Aisle seat offers are one of various ways artists and promoters have utilized data to determine profit-maximizing pricing for tickets. In 2018, Billboard Boxscore saw a 20 percent increase in revenue over the previous year for the top 25 tours, a boost of $500 million. The jump is a result of artists and promoters coming up with solutions to earn more revenue from the shows they are already putting on by more aggressively pricing seats that would go for the same amount or more on the secondary market. Taylor Swift's 2018 Reputation Stadium Tour drew criticism for a lack of sellouts, for example, but the singer pulled in an average of $5 million per show by pricing tickets higher and eliminating the profit margin for scalpers attempting to flip her seats.
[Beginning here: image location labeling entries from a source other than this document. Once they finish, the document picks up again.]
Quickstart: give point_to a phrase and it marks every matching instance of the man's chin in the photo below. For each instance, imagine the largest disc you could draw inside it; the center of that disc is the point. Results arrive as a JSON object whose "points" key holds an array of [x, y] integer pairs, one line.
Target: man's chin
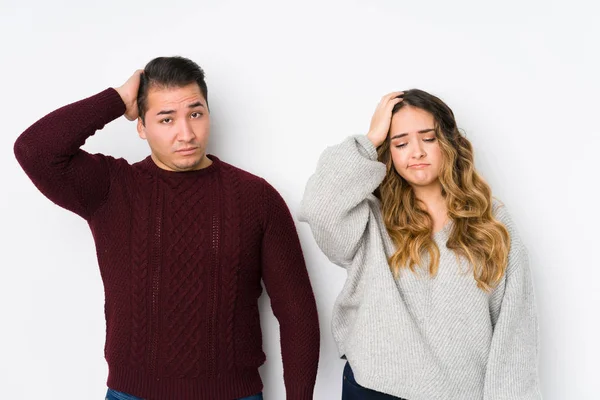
{"points": [[190, 164]]}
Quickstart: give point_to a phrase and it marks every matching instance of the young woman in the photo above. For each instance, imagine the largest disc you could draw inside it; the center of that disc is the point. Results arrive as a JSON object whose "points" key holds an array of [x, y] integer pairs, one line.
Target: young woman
{"points": [[438, 301]]}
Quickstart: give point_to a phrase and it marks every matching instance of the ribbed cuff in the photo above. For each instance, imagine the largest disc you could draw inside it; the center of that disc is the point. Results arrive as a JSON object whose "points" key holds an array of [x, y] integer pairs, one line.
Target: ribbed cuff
{"points": [[299, 392]]}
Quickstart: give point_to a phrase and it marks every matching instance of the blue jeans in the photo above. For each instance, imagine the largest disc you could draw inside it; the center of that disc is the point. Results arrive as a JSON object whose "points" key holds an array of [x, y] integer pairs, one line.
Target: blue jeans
{"points": [[114, 395], [353, 391]]}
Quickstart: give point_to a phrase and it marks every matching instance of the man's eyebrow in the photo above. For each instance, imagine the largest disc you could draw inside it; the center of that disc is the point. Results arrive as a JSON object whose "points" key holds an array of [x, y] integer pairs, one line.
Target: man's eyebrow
{"points": [[404, 134], [193, 105]]}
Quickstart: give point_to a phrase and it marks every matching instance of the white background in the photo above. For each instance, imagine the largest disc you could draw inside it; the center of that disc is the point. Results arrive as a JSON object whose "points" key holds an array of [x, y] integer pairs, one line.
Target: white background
{"points": [[287, 79]]}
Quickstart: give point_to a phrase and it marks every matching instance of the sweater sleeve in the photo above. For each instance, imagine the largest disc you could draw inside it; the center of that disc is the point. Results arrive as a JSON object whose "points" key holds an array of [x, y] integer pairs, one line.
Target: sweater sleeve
{"points": [[512, 370], [335, 202], [292, 299], [49, 152]]}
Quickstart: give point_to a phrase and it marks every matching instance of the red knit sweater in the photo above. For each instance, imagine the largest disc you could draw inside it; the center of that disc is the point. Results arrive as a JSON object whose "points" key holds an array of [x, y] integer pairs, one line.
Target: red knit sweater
{"points": [[181, 255]]}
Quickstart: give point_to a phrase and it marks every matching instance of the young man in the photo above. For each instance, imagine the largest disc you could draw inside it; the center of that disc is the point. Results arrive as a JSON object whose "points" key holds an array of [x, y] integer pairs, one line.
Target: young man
{"points": [[183, 240]]}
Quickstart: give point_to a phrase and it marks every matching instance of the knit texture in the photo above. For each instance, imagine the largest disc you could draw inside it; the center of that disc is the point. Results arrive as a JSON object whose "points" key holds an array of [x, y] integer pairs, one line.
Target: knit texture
{"points": [[182, 256], [418, 337]]}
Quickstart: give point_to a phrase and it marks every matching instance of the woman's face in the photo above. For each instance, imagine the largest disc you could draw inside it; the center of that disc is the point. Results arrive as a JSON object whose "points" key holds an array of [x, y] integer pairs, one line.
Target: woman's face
{"points": [[414, 147]]}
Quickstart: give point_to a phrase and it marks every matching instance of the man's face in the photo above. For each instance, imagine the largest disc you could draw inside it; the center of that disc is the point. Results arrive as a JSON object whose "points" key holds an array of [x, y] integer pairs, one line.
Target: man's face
{"points": [[177, 127]]}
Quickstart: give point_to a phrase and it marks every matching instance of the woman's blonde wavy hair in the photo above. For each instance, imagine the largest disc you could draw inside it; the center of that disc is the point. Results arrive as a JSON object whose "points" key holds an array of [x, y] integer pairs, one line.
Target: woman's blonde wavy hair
{"points": [[476, 234]]}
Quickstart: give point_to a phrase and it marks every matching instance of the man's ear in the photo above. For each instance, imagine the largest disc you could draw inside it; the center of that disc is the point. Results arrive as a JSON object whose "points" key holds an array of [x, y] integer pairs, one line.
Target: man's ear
{"points": [[141, 128]]}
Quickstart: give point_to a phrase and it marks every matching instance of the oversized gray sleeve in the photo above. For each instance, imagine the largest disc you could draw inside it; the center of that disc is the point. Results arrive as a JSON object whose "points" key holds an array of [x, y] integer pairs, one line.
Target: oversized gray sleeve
{"points": [[335, 202], [512, 368]]}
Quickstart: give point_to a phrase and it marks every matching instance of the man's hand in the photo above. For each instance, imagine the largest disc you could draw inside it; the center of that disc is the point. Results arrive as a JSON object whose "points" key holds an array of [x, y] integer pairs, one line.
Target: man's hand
{"points": [[128, 92]]}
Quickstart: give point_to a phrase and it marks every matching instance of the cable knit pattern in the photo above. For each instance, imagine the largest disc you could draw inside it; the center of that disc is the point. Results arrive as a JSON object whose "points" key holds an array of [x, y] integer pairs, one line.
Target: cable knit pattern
{"points": [[418, 337], [181, 257]]}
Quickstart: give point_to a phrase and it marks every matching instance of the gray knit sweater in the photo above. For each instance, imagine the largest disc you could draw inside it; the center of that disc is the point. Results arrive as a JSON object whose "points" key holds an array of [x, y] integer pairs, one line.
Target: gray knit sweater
{"points": [[418, 337]]}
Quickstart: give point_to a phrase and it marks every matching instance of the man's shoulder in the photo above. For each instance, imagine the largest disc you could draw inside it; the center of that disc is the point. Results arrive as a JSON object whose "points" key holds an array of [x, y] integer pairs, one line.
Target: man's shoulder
{"points": [[245, 177]]}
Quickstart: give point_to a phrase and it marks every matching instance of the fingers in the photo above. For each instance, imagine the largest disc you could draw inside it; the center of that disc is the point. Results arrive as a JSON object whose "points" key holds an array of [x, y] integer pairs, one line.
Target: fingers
{"points": [[385, 99]]}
But many artists are still reluctant to charge as much as they could at the risk of appearing greedy, opening the door for resellers to capture some of the profit instead. Upselling only the aisle seats may be an easier play for these more self-conscious acts. 

"If the artist is selling that ticket for $150 and it's going for $350 on StubHub, the artist isn't seeing that lift go to their gross," says Paradigm's Webman. "It's just coming up with creative ways to help the artist. Dynamic, platinum and aisle seats across a 30- to 40-date tour, it puts a lot of money in the artist's pocket."

Frank Luby, CEO of pricing consulting company Present Tense, says there are "probably a lot of fans who couldn't care less whether they are in seat two, seat three or seat one. But someone might really want to have it."

"I would love to see more opportunities that come about that take care of both the artist and the fan," says Arfa. "It's such a natural fit. It helps everybody win."